Only customers with bowler hats will buy my books

or How to sell a book (in one lesson)

I write this article for kids over 20, so, alas, I am obliged to do it in English, which is far easier than in Dutch, because no native spaker will be able to distinguish how poor my English is. So in English it will be!

Have you ever sold a book? I mean, a book you wrote yourself and did you ever try (in your naivety) to enter a bookshop and offer it for sale there, that is: did you ask them to sell it for you?
If they are very professional and live in a town not too far off the map, they will tell you (even without taking a look at the thing in your hand) that they have no place for it in their bookshop. Far too many books are being published each year and (14.000 in the Netherlands and Belgium)! Well, in short: I think they just want to tell you: enough is enough. You are at the end of the line. Someone must be. Fire regulations.

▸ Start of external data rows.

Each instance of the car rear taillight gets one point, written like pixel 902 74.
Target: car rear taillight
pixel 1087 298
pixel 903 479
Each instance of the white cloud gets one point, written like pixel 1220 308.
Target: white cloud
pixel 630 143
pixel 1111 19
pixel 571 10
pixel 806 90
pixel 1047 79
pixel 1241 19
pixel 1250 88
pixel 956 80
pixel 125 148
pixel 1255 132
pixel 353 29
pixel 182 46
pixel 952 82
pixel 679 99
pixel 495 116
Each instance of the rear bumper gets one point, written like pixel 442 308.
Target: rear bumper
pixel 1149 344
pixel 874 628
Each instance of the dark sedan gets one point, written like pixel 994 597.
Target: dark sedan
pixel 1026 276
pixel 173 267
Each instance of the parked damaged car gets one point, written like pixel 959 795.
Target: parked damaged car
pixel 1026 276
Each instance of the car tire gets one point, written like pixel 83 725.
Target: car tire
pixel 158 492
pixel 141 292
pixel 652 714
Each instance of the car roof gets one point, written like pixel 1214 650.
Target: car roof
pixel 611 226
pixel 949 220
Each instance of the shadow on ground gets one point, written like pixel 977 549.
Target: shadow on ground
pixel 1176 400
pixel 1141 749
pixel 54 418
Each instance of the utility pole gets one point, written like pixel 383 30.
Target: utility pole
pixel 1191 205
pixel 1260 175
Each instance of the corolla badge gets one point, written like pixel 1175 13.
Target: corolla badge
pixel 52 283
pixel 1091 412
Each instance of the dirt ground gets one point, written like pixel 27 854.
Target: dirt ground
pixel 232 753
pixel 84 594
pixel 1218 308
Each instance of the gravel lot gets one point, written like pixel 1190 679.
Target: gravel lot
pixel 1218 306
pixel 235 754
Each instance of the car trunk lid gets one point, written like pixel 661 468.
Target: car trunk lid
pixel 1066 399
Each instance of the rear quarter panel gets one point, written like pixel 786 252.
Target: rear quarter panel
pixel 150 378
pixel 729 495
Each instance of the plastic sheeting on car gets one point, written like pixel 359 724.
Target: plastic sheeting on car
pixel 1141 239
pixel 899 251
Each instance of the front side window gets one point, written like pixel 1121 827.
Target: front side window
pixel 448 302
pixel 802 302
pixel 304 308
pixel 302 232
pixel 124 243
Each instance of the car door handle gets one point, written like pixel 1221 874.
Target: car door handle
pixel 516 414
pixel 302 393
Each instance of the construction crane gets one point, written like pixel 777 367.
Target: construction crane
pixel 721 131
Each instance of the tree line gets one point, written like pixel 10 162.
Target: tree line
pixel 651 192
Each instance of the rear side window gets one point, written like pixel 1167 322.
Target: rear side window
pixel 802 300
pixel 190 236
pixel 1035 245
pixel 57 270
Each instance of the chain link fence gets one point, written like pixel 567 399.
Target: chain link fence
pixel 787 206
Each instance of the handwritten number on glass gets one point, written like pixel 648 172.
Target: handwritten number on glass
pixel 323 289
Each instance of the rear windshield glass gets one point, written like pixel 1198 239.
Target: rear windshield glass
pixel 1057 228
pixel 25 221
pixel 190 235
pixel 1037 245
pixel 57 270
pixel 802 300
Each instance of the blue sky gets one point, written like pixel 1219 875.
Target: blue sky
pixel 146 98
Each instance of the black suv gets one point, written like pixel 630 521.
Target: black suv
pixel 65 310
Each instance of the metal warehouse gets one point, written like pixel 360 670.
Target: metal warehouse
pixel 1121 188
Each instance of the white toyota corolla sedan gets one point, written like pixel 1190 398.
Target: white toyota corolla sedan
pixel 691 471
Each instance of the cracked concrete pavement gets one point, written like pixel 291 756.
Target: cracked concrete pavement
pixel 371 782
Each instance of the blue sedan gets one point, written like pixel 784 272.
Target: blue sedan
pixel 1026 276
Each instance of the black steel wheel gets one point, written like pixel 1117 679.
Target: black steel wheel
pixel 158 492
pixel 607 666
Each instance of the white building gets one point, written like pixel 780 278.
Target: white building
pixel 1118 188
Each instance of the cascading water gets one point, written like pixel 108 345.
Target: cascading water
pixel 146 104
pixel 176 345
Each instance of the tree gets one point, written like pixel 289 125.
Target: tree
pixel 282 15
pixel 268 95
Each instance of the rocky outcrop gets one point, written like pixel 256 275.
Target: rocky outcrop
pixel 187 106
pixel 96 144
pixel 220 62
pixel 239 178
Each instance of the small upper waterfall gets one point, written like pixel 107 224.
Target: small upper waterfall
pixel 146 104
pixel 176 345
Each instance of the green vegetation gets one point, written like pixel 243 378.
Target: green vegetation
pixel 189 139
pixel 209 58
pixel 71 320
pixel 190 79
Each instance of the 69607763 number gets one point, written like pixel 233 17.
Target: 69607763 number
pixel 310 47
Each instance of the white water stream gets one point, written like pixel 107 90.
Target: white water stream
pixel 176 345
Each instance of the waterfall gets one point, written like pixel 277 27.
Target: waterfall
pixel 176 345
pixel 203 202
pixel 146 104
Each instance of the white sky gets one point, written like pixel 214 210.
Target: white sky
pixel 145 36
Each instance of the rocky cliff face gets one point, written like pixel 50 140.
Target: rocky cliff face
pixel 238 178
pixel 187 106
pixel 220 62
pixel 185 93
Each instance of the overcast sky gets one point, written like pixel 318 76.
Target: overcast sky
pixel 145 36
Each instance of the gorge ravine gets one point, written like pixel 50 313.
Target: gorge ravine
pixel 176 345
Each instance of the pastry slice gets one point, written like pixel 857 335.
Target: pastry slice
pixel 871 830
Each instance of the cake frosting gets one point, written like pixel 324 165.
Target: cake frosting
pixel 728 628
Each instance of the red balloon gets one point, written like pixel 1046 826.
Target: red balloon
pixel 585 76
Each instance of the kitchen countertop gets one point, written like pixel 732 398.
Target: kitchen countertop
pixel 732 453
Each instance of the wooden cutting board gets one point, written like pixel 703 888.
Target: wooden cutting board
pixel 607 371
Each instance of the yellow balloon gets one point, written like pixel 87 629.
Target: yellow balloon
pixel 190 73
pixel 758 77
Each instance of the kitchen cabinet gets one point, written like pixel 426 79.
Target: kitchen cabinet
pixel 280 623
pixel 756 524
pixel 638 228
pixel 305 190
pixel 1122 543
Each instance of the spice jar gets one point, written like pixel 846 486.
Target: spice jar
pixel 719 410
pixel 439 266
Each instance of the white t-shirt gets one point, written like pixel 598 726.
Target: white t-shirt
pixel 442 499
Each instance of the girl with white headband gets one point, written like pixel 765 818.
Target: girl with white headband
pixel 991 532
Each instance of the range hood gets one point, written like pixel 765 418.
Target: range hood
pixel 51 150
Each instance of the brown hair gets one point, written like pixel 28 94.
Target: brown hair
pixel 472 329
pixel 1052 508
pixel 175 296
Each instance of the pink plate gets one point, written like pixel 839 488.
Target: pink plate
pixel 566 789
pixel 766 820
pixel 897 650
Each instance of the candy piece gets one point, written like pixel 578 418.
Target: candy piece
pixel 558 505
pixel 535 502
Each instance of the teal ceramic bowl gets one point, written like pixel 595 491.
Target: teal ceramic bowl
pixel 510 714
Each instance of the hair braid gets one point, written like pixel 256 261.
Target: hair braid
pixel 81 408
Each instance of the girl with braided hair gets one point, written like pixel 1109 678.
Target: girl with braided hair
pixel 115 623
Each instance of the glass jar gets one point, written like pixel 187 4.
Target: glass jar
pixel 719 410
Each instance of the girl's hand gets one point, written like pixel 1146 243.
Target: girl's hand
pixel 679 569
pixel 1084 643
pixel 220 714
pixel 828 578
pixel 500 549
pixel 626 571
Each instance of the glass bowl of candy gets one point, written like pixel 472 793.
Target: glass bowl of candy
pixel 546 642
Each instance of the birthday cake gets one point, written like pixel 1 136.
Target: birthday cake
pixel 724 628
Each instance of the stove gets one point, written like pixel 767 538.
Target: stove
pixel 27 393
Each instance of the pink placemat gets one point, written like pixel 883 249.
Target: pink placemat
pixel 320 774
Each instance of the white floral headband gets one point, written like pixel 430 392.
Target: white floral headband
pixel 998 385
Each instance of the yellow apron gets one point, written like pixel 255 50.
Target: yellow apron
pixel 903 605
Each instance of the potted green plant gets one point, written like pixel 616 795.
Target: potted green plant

Makes sense. By why your book or better: not your book? There is no time or even an opportunity to discuss that, although you may try it, because they (those guardian angels of their books) want you to get out as quickly as possible, as if you were a stray dog that could make stains on their precious prize-winning books, sealed in sterile plastic. If there is a customer standing behind you with one of those prize-winning books in his hand from their bookshop that he wants to buy and you keep obstructing him by talking to the owner(s), you may strain their nerves even too much, especially if a second or a third customer joins the waiting-line. They (the shop owners) will not take you by the throat with their hands but their eyes will strangle you.

So it is wiser to choose a bookshop in a town somewhere off the map at a quiet hour, so that no buyer behind you can spoil the feast of presenting your book (as an uninvited guest, however, still).
Generally, they (the bookshop owner or his representative) will tell you that they are surprised that you came out of the blue, (although you took the front entrance) but if they are nice people, I mean really nice people, they will try to find a way out to refuse your book without being too rude.
First they will repeat that they are taken by surprise , but immediately recovered, they will tell you the story of the 14.000 titles that are being published in the Dutch language area each year, a number that they will occasionally blow up to 28.000 titles (I guess that includes the papier bank notes that are still being printed).
If you dispute that, especially with a woman, she will finally admit that it is generally 14.000, but, still, that last year it was unexpectedly high: almost 28.000 titles. Well, never argue with a woman, that's the first lesson my sweet mother taught me.

And then comes the main argument: they will explain to you that it has to take the place of another book. If they put your book for sale in their shop, they cannot sell another book (at the given place). True. It is like telling a newborn (if he or she could grasp it) that it is going to take somebody else's place in time, which is a Vérité de la Palisse, as the French put it so gently, don't you agree, my English-loving friends?
Then they will start to criticize the book: why does it have so many (weird, they think weird) pictures, why are you printing your text in two columns and not in a single broad one? Why does the paper feel so rude (some rare female book shopkeepers like to touch the paper of the book)?

In the end, when you can convince them to take a closer look at the text of your book, perhaps during the day, and come back, later on, they will tell you that it is hard to put it anywhere in their shop. Is it fiction? Non fiction? Photography? On what shelf does one put a mixture of the 3? Has there ever been a bookshelf designed for that?
Well, I guess they make it too difficult to sell your book, perhaps they think that only customers with bowler hats will buy your book, and they expect none of them for the first 3 years to enter their shop. Got it? An image can tell more than a 1000 words.
In the end you give up. You have to give up sooner or later, better the shorter pain, it's a lost case anyway.
If you are clever, I mean as a writer, then you buy a strong elastic cord for bungee jumping, a very large one and you jump from the Eiffeltower. Or from Nelson's Column. It might be surprisingly succesful.

There is a big chance that you may be the talk of the town, or even of the Benelux (if that sill exists); after your exploit and in the end you (your heirs) will sell a lot, probably all your books. In the end, a book stands and falls with a good plot. And that is for most writers the perfect plot: their tragic ending.

PS: On the way home from the last blooming bookshop, I took this blooming picture and I thought: 'Well, life without a single blooming book, isn’t that blooming something!’